En 2015, por ejemplo, Francisco tuvo que dar marcha atrás en su decisión de hacer que la Secretaría de Economía fuera responsable de todas las ramas financieras, desde la supervisión hasta la provisión de pensiones. En cambio, se decidió trasladar algunas funciones a la Administración del Patrimonio de la Sede Apostólica (APSA), delineando mejor la diferencia entre supervisión y gestión. Incluso en ese caso, fue una elección de sentido común, que sólo se tomó más tarde, cuando quedó claro que la supervisión y la gestión no podían ser prerrogativa del mismo organismo y del mismo prefecto.
Sin embargo, se destaca un segundo hecho.
En las reformas se implementa una especie de “furia ciega” con el deseo de mostrar tres cosas: mayor control, una ruptura con el pasado y mayor transparencia. Esta furia, sin embargo, nunca resiste la prueba de la realidad. En la práctica, algunas reformas corren el riesgo de no cumplir los criterios de razonabilidad. Es una situación que pone en riesgo a todo el sistema vaticano.
Después de diez años de pontificado, estamos seguros de que Francisco es un legislador que toma decisiones y emite documentos que cambian las cartas sobre la mesa.

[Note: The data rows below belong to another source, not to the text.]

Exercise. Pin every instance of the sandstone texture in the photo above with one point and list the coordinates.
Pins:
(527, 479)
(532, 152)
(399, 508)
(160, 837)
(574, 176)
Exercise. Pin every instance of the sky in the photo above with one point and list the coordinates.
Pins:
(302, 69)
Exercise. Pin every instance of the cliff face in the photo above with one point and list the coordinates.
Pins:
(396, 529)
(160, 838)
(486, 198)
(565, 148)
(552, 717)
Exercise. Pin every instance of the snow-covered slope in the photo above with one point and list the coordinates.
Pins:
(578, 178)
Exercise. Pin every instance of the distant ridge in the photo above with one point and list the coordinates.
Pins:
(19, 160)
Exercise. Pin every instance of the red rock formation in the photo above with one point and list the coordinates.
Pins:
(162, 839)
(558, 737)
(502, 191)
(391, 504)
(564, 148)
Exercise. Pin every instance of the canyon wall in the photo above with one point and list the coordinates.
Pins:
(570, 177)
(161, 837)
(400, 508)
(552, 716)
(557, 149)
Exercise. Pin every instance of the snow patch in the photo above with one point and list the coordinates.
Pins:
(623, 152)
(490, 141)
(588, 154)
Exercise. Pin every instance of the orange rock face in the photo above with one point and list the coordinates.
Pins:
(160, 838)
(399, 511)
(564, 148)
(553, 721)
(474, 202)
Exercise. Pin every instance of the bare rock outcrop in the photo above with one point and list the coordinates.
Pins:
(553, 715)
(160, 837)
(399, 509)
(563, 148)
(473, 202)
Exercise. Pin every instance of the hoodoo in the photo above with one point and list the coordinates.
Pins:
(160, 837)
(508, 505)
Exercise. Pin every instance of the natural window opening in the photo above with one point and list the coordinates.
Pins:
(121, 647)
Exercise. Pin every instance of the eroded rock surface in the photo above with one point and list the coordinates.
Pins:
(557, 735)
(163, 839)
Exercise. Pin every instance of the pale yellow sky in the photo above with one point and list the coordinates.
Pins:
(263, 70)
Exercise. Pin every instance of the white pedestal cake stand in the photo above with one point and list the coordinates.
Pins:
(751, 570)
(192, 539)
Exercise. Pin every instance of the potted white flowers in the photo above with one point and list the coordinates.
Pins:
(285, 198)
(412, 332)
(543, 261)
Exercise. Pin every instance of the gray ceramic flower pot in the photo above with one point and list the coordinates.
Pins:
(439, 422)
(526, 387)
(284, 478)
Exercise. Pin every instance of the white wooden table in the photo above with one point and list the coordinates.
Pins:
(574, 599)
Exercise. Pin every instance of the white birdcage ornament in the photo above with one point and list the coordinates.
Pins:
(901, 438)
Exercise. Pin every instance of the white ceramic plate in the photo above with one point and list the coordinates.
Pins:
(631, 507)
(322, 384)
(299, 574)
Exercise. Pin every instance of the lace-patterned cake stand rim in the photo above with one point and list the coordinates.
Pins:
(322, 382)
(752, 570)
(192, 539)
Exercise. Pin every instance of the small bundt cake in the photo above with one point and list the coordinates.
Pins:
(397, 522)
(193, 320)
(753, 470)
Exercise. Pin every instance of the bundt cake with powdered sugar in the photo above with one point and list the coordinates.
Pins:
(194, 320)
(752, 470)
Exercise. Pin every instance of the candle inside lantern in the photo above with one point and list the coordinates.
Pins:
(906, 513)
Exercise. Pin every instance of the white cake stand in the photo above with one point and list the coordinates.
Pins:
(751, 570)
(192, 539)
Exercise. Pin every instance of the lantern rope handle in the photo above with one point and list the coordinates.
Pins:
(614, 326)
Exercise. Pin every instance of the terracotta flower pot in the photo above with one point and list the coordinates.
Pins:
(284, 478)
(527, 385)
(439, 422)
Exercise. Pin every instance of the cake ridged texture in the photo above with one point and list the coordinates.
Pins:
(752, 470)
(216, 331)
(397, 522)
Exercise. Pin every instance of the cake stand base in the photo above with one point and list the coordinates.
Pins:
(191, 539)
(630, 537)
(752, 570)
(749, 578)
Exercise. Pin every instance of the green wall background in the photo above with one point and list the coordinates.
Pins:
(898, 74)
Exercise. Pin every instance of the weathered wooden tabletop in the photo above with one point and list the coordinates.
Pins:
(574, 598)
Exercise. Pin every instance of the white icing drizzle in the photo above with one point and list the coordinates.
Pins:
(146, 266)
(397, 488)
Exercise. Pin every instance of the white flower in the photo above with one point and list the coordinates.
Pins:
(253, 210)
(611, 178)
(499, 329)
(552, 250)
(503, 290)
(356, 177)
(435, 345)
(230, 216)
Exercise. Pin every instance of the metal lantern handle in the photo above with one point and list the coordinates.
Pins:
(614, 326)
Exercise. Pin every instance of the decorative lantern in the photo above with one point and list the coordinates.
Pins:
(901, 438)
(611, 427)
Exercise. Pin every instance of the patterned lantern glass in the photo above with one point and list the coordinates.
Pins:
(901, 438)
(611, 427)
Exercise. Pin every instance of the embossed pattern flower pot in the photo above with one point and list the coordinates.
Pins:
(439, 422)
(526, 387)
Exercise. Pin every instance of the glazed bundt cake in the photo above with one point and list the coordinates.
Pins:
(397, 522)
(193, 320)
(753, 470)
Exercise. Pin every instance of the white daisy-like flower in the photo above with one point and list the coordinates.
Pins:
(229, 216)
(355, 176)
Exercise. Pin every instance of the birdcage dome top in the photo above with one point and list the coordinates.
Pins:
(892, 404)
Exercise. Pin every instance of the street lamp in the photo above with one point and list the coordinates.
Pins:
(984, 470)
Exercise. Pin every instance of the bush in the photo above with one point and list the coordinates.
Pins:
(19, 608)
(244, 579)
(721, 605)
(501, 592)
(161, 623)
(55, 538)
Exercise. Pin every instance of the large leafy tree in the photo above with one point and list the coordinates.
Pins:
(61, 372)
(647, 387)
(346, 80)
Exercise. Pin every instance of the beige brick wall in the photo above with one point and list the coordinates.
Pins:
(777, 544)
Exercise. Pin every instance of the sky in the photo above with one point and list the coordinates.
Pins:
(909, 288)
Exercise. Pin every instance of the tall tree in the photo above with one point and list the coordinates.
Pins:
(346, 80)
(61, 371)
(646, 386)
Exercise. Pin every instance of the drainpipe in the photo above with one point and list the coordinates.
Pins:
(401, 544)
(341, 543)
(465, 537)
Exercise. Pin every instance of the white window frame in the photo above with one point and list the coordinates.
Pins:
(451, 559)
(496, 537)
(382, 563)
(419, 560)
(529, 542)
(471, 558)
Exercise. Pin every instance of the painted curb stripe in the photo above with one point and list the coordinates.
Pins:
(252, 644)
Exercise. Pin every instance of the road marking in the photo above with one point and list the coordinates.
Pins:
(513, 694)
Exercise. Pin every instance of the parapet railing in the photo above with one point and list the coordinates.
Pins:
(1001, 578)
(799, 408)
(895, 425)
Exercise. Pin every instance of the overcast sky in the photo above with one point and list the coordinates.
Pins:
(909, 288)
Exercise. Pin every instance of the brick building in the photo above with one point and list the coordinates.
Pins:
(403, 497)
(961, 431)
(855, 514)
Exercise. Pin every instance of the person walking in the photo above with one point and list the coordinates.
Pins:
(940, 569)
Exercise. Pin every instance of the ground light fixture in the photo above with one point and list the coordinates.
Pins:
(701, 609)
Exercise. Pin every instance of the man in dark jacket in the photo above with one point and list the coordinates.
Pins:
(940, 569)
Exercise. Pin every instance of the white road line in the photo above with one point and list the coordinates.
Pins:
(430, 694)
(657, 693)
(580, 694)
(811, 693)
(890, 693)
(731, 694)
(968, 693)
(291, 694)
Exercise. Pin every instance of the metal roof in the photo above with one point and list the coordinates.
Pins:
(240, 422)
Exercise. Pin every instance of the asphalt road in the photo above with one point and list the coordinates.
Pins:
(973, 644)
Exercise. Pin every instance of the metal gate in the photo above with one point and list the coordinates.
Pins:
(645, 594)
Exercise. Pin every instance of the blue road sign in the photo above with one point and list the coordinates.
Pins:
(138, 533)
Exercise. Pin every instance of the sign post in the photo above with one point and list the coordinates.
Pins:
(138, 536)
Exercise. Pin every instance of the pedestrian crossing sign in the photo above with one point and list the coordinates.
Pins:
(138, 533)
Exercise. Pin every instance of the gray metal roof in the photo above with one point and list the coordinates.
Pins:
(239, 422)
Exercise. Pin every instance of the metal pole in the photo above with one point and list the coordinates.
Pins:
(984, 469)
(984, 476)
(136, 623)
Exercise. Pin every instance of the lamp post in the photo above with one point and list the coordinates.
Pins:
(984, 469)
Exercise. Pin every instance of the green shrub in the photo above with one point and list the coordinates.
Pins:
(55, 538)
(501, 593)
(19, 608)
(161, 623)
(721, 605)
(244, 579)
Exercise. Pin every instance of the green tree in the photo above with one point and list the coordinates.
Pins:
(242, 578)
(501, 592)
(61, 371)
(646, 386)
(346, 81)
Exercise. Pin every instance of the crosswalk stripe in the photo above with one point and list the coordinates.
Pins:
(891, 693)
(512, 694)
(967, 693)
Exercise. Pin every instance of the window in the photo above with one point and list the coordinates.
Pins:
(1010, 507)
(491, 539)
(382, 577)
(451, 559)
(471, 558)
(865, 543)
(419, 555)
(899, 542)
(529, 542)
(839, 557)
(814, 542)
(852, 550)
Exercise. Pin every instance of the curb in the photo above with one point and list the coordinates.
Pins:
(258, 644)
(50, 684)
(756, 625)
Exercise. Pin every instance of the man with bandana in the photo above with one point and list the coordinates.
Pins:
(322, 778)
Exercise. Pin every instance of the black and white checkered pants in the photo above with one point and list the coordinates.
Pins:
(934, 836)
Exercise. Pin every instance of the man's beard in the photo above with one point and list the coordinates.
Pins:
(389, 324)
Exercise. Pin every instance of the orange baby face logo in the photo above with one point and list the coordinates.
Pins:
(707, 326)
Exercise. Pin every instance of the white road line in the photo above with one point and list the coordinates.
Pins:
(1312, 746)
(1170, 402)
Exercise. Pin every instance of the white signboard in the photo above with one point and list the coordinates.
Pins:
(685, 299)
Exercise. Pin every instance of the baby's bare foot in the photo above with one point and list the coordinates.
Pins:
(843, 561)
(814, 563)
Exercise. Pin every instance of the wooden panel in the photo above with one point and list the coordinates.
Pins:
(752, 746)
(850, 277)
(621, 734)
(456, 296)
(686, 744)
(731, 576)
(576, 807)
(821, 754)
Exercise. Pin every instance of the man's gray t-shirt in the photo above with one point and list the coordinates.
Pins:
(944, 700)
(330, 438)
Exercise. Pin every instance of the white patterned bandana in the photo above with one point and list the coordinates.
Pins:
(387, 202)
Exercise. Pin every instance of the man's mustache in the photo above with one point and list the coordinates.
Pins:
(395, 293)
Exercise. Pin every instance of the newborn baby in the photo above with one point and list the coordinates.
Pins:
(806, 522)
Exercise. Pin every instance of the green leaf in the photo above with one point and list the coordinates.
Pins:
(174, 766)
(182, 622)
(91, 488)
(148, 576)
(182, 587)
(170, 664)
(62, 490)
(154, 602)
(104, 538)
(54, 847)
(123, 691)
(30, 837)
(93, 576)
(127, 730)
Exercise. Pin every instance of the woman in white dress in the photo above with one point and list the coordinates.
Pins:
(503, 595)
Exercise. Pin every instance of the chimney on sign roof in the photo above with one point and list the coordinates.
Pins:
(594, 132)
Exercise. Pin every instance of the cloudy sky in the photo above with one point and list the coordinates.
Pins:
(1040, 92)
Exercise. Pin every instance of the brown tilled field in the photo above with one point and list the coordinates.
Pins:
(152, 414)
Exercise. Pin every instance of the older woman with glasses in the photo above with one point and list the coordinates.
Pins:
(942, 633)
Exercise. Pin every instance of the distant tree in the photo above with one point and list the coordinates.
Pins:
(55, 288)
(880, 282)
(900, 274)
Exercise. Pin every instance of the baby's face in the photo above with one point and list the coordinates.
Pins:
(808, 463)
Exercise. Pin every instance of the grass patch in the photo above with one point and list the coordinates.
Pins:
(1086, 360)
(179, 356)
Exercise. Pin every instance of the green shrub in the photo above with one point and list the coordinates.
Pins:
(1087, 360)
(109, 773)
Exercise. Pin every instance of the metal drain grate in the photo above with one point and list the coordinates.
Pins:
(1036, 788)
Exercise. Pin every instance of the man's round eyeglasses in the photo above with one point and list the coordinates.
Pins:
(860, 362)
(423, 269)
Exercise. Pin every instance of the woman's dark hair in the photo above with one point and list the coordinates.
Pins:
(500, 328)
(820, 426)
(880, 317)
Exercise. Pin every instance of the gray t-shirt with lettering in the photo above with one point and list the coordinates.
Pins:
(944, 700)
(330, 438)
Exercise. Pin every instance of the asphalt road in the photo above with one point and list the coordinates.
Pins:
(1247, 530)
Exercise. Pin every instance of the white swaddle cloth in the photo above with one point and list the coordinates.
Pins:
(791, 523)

Es difícil entender si es genuinamente reformista, a pesar de las muchas reformas implementadas.
Estas reformas de Francisco, nacidas en el camino, nunca parecen definitivas. Proceden mediante prueba y error. No son el resultado de un estudio en profundidad que dé lugar a documentos que puedan perdurar en el tiempo. Sobre todo, la forma y el contenido de las reformas que surgen de las solicitudes hechas a Francisco y promulgadas por él, se ven muy afectadas por quién se encuentra entre los asesores de confianza de Francisco en ese momento y qué intereses persiguen.
Vale la pena recordar que Francisco cambió tres veces la estructura legislativa del Estado de la Ciudad del Vaticano, y ello mientras estaba en marcha un juicio -el de la gestión de los fondos de la Secretaría de Estado- que tenía importantes implicaciones sobre la propia posición de la Santa Sede en el ámbito internacional. Durante las investigaciones del mismo juicio, Francisco cambió las reglas de investigación a través de cuatro rescriptos, cambiando efectivamente las reglas del juicio mientras estaba en curso.
En definitiva, hay una actividad legislativa que parece de algún modo ser una simple emanación de la voluntad personal de Francisco. Si hay un plan real o una visión de largo alcance dentro o detrás de esa voluntad personal, hasta ahora ha resultado imposible discernirlo. Nada dura en este pontificado.
Las misas diarias en Santa Marta no duraron hasta el final. Primero eran transmitidas diariamente por Vatican News, luego en vivo durante la pandemia y luego nunca más se celebraron como lo hicieron al comienzo del pontificado. La idea de tener momentos interdicasteriales en las visitas ad limina tampoco duró, aunque hace unos años parecía ser la innovación más significativa. El entusiasmo por el sínodo tampoco duró, porque después de la primera fase de este sínodo sobre “Comunión, Misión y Participación”, parece que el impulso se ha detenido.
La impresión es que se toman decisiones y los procesos continúan hasta que una nueva decisión o proceso puede revertir la situación. O hasta que llegue un “tomador de decisiones” que actúe enteramente en armonía con las decisiones generales.
Es el significado de la Iglesia como “hospital de campaña” en perpetuo estado de emergencia, y es el significado de “reformas” interminables sin ninguna visión real.
Sin embargo, esto genera cierta confusión.
No hay reformas fundamentales. En cuanto a las cuestiones doctrinales, parece que problemas ya gestionados pastoralmente se vuelven centrales, con mayor o menor éxito según los casos y las situaciones (parejas irregulares, divorciados vueltos a casar y pastoral de los homosexuales).
Se suele decir que necesitaríamos un Papa legislador después de este pontificado.
Quizás sería más necesario un Papa pastor, capaz de recomponer la desunión creada y lo suficientemente inteligente como para rodearse de legisladores. Hay una reforma fundamental por hacer, que concierne al gobierno de la Iglesia y al papel del Papado. Por cierto, no es una tarea fácil.